It's not true, Matt Breuer says, that a burbot can wrap itself around an angler's arm like a boa constrictor.
"A burbot will try to do that, but it can't," Breuer says.
Breuer concedes, however, that it's creepy that a burbot can fold itself nearly in half while being hoisted from a lake's chilled depths and come up a hole backward.
A Bemidji-area fishing guide, Breuer, 38, has enjoyed a lifelong love affair with a fish many Minnesotans find too ugly and serpentine to even like.

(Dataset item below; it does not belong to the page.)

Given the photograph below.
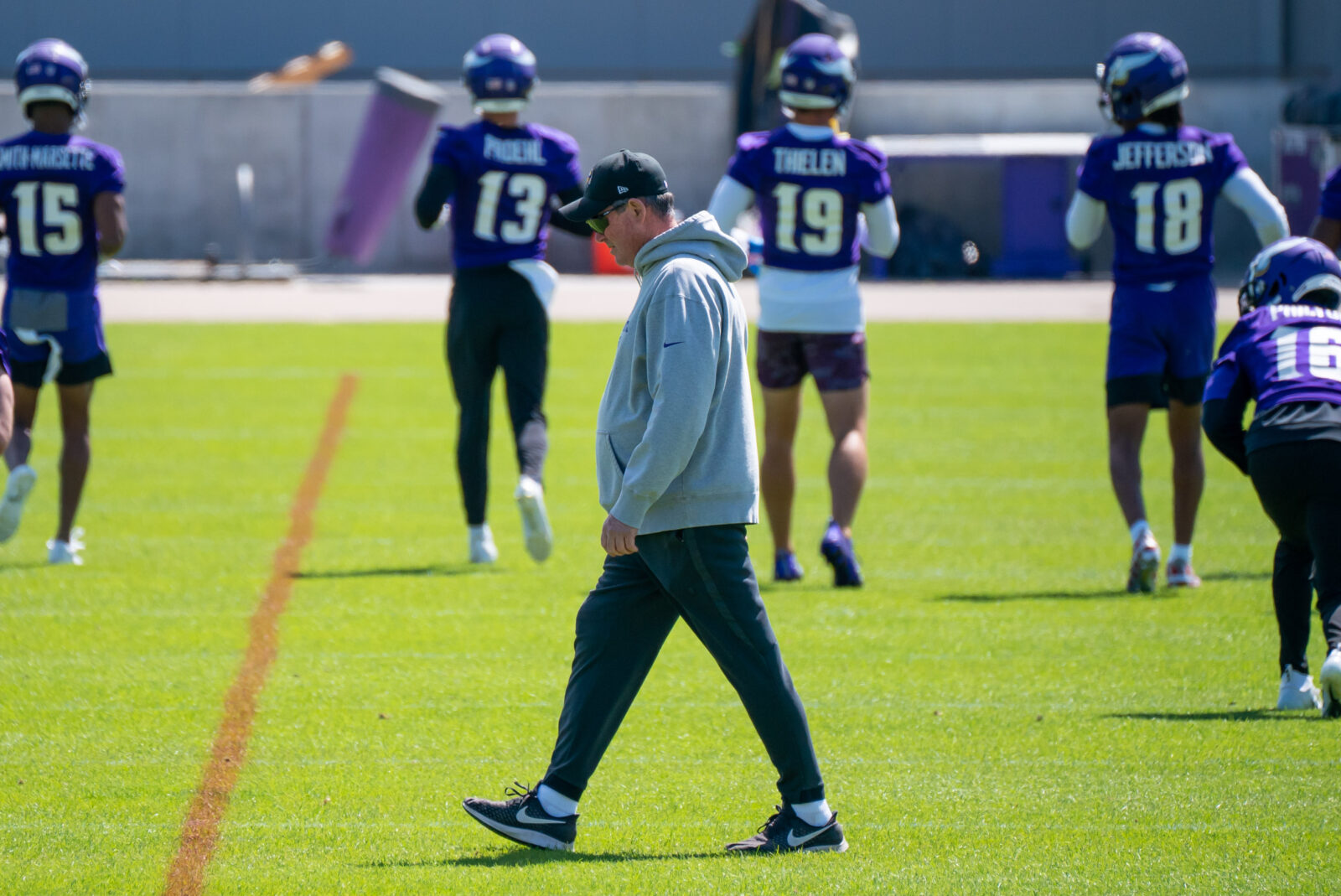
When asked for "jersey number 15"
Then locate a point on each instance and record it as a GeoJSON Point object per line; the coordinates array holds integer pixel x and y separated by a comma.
{"type": "Point", "coordinates": [60, 208]}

"I grew up fishing Lake of the Woods in winter with my dad, and whenever he caught a burbot he'd cut the line," he said. "But I was more curious about them, and as I got older I began targeting them more and more."
Minnesota is host to no better wintertime fighting fish than a burbot, Breuer said, except perhaps a big lake trout. "That's why I like them," he said. "Like most fishermen, I like the bend of the rod, and the harder the fight, the better."
The burbot is a workingman's fish, Breuer said, because it bites mostly at night. "A guy can go to work, come home, eat with the family and then go out at night and fish for burbot," he said.
A pro angler who is appearing at the St. Paul Ice Fishing and Winter Sports Show, which ends Sunday at RiverCentre, Breuer advises anglers targeting burbot to try big glow spoons rigged with gobs of minnow pieces. Oftentimes found near a lake bottom, burbot — which essentially are fresh water cod — also can be found suspended.